Statistical science has undergone a profound transformation over the last decade with the development of large-scale statistical inference methods. This recent development has been driven by the need to deal with new data, such that for each individual there is a large number of observed variables, sometimes more than the number of individuals in the sample. Of course, not all variables are relevant and usually there are very few. The notion of parsimony (sparsity) is therefore fundamental to the statistical interpretation of large scale data. The aim of this course is to present some of the founding principles that emerge in this context. These principles are common to many problems that have emerged recently, such as large linear regression, estimation of large low-rank matrices, and network models, for example, stochastic block models. Emphasis will be placed on the construction of optimal methods in convergence speed and their oracle properties.
- Gaussian suite model. Sparsity and thresholding procedures.

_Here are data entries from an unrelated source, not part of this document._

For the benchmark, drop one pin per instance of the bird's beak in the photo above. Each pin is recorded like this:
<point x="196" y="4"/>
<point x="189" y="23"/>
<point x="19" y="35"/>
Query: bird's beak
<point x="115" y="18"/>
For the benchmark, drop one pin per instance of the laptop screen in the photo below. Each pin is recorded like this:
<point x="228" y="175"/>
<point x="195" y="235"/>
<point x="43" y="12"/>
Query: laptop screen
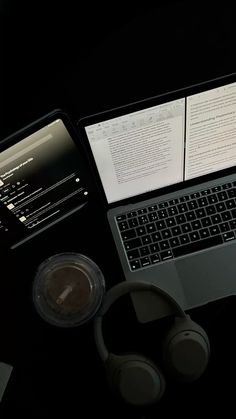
<point x="40" y="181"/>
<point x="157" y="146"/>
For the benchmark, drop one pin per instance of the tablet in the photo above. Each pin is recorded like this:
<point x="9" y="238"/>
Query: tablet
<point x="42" y="178"/>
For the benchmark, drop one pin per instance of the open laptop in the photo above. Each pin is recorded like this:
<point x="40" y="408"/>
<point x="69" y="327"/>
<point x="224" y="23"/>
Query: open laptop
<point x="166" y="170"/>
<point x="42" y="178"/>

- Large dimensional linear regression. BIC, Lasso, Dantzig selector, square root Lasso methods.
- Oracle properties and variable selection.
- Estimation of large low rank matrices. PCA Sparse.
- Network inference. Stochastic block model.
C.Giraud. Introduction to high-dimensional statistics. Chapman and Hall, 2015.
A.B.Tsybakov. Apprentissage statistique et estimation non-paramétrique. Polycopié de l'Ecole Polytechnique, 2014.
S.van de Geer. Estimation and testing under sparsity. Lecture Notes in Mathematics 2159. Springer, 2016.